İstemiyordu bence. Çünkü uzun süredir ayak sürüyor ve bu sürece Devlet Bahçeli'yle Erdoğan'ın yaklaşımları biraz birbirinden farklı. İşin o kısmıyla hiç ilgilenmiyorum. Benim siyaseten bildiğim bir şey var.

TBMM Başkanı Numan Kurtulmuş'un CHP lideri Özgür Özel'i TBMM'deki ziyareti

“Komisyonda yer almamak tarihsel tutarlılığı heba eder”

Tarihte bazen kritik dönemeçler olur, kırılma anları olur. Orada tarihin doğru yerinde yer alıyor musunuz? Sosyal Demokrat bir parti CHP. Örgüt silah bırakacağını açıklamış. Belli ki yaklaşık bir buçuk yıldır örgütle devletin birtakım yetkilileri de bu konuyla ilgili görüşmüşler. Ve bu işin bir yasal zemininin oluşması lazım. Bunun için parlamentoya önemli bir görev düşüyor. Ve biz de yıllardır böyle bir iş yapılacaksa parlamentoda yapılsın ve Kürt sorunu çözülecekse parlamentoda çözülsün, demokratikleşme çerçevesinde çözülsün demişiz. Şimdi bu noktada kategorik olarak bu komisyona girmemek CHP'nin tarihsel tutarlılığını heba eder, reddeder.

“İnsanların endişesini anlıyorum, kendimize güvenelim”

Ama şunu anlıyorum, insanların endişesini… Bütün duygular travmatize edilmiş durumda şu anda. Özellikle muhalif seçmenin Adalet ve Kalkınma Partisi'ne daha doğrusu bu saray rejimine en ufak bir güveni kalmamış. Onlarla hiçbir şey yapılamayacağını düşünüyorlar. Bu konuda da çok haklılar. Ama bu mesele bir koalisyon görüşmesi değil. AK Parti'nin geçmişini aklama görüşmesi değil. AK Parti'nin AK Parti'ye gelecek için kredi verme görüşmesi değil. Erdoğan'a bir kez daha seçilme hakkı verme görüşmesi değil.

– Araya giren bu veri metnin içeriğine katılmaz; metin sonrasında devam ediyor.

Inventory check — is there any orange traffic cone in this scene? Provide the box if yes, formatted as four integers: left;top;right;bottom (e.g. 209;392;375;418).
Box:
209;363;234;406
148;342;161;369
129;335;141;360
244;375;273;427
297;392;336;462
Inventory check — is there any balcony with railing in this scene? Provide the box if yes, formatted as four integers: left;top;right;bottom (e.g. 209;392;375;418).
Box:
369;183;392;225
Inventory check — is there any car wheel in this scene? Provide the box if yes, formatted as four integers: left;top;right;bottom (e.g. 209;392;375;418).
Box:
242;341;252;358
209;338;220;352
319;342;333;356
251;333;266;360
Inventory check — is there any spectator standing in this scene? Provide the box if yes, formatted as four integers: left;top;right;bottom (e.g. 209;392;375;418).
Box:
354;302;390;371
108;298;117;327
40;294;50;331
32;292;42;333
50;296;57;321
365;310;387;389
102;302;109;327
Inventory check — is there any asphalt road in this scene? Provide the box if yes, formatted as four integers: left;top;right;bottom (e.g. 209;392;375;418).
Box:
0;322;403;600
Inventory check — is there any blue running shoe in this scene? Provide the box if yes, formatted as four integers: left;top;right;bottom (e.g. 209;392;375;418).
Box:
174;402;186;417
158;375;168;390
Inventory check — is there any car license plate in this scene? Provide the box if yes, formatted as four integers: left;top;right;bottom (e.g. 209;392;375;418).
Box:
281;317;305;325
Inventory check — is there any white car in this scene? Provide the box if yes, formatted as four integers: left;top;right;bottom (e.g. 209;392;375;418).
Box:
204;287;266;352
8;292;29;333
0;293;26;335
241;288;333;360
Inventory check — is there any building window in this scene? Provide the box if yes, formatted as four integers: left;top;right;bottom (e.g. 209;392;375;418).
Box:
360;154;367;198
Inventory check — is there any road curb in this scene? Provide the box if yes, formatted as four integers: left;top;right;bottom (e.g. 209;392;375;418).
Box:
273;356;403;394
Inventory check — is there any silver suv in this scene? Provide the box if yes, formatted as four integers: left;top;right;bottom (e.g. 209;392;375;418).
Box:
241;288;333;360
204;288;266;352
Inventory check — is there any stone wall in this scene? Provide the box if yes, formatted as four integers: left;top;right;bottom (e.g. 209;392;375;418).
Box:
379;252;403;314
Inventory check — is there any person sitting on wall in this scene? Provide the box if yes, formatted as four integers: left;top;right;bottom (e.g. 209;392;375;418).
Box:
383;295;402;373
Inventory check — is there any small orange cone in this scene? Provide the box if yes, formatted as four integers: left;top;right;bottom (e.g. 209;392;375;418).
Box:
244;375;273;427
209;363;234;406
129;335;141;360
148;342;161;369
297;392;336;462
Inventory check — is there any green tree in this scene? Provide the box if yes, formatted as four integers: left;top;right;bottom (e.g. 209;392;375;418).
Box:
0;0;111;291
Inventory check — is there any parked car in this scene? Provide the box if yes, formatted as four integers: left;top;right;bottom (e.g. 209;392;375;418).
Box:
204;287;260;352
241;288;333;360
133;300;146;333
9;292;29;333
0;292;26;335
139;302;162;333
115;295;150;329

“O zaman Meclis"ten de çekilmem lazım”

Hem bizim hem DEM"lilerin hem de Türkiye'nin bütün aydınlarının "Türkiye'de Kürt sorunu vardır. Türkiye'de devletin birçok uygulaması hukuk devletine uygun değildir" diye yaptığımız bütün itirazların tartışılabileceği ve yasa yoluyla ortadan kaldırılabileceği bir zemin, bir imkân var. Bunu kategorik olarak ben Erdoğan'la aynı yerde yapmıyorsam o zaman Meclis"ten de çekilmem lazım. Çünkü Meclis"te de bir sürü komisyonda duruyorsun. Erdoğan'la aynı komisyonda olmam dersen Plan Bütçe Komisyonundan da çekileceksin, Meclis"ten de çekileceksin. Bu başka bir şey. Meclis"ten çekilme, sine-i millet tartışmaları falan yapıyorlar.

“Meclis"ten çekilsek Erdoğan mutlu olur, 400"le gelirler”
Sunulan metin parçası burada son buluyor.